「あんたねー、なんでもそうだけど最初から全力で行きなさいよー」
作曲のやり方は人それぞれだと思いますが、曲が作れない初期フェーズを乗り越えたら録音にも一工夫が欲しいところです。
鍵盤楽器がある程度弾けてMIDIでソフト音源を使って録音する場合、気持ちの面ではどうせ録り直すんだからこのテイクは適当で・・・と。
そんな感じで結構良い加減にファーストテイクはスケッチしたりするんですが、作曲はあとあとは修正作業になってくるので、録音素材や残骸などはできるだけ良質な破片を残したいんですね。
そこでスケッチ段階から全力投球することをオススメしたいのですが、理由は言うまでもなく、良いものが残る可能性が高いから、ですね。
修正して活かす前提の録音する
私は初期の頃はあまりピアノロールで修正せずに、少し練習して良いテイクを弾こう、みたいな感じでしたが、ピアノロールとベロシティの色だけで修正ができるようになってくると、よほど酷い残骸でもなければ活かせる場合があります。
曲にもよりますが、
例えばメロディアスや展開的な曲の場合、主要音色で全体像を下書きするのですが、クオンタイズをかけてしまえば一撃必殺で3〜5割くらいそのまま使えそうなものが残る時があります。
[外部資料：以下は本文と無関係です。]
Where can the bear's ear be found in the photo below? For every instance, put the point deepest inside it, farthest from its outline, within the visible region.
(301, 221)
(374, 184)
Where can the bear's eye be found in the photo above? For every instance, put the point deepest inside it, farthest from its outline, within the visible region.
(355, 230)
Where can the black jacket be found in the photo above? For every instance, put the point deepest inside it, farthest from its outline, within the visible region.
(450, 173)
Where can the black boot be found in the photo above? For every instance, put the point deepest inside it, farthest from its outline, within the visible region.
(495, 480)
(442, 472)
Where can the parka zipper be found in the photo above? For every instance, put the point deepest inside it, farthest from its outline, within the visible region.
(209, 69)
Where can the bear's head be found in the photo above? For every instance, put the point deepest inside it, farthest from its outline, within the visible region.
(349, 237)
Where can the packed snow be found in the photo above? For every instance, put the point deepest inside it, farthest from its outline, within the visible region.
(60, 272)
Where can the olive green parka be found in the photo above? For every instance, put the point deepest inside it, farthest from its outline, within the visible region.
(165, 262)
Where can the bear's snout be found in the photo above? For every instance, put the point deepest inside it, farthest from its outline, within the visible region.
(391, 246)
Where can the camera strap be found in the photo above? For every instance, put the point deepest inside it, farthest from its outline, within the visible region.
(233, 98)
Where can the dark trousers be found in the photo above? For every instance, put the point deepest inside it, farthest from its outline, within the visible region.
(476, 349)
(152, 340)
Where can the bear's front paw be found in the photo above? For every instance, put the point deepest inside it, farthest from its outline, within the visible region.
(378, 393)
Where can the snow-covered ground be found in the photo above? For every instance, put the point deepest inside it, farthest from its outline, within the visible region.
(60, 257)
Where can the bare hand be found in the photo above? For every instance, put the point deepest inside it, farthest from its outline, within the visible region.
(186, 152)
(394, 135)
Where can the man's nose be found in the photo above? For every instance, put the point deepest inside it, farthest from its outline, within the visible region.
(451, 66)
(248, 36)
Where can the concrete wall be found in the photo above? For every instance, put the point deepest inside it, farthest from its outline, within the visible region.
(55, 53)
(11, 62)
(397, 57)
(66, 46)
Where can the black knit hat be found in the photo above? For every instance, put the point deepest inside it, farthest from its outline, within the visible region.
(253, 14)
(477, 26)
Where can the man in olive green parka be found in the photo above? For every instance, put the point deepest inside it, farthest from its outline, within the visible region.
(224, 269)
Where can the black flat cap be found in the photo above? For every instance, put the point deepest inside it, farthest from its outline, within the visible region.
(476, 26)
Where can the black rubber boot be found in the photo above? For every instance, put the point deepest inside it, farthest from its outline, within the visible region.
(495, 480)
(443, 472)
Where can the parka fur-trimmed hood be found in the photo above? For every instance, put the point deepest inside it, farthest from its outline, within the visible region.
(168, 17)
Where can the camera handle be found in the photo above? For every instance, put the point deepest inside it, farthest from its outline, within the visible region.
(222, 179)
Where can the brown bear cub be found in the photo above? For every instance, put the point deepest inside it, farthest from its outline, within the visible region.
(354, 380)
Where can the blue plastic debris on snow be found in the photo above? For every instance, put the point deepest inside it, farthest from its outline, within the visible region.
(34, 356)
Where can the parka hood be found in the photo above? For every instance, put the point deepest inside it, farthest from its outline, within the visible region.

骨まで焼かれたパーツはパンチインでザオリクをかけます。
抽象的な話になってしまうのですが、結局重ねていくとバッキングトラックはオブリ、ボイシング、ベロシティ以外はあまり気にならなかったりするんですね。
イラスト、絵とかに置き換えると分かりやすいんですが、聴いていて耳が行きやすい場所を押えるというのは、絵は風景や人物全てを完璧に、あるいは同じ書き込み具合で描く必要はない、というのと同じような感じがします。
とはいえ、その曲の中での基準があるのでそのバランスは重要ですが・・・
漫画のコマ割りで見ていくと、目で読んでいきますがその時に自然に目が追っている部分、見ている部分がいわゆる「ツボを抑える」みたいな感じでしょうか。
目を惹きつけたい注目場面では集中線を浴びせてるのでそこ以外は一応なんか書いてるけど見てないんです。
まぁ細かく見直せば多少変なバランスであったり、書き込みが甘かったりとあると思うんですが、そんなんは別に気にならないんですよね。
だからと言ってそれ以外のパートが適当で良いというわけでもないのですが、あるセクションのあるパートのある瞬間は、ぶっちゃけ音が外れてなければ問題ない、くらいの必要性だったりします。
終わりに
とりあえず弾いてみるのか、決めたフレーズを弾くのかで録音に対する気構えは変化しますが、とりあえずでも全力で行っていいと思っています。
録音過程などは表に出ない部分なので、効率よく修正していけるような録音方法を見つけていきたい、と言っても録音するだけなので気持ちの問題ですが。
基本的には音は消せるし、長さも変えれるので、リズムなんてどうにでもなります。
ファーストテイクの勢い録音によって、偶発的に良いハーモニーを残すことができれば儲けものだったりします。良い部分を軸に周りを修正していけるので、クロスワードみたいな感じで潰していけます。
常々思ってるんですが、偶発性って大事だな、って思うんですよね〜。計算して弾いたり重ねてないのに「あ、ここのフレーズいいじゃんこれで」みたいな。
そんな感じで、偶発性も加味して期待して録音する、コントロールするみたいなことをアビリティとして習得したいところです。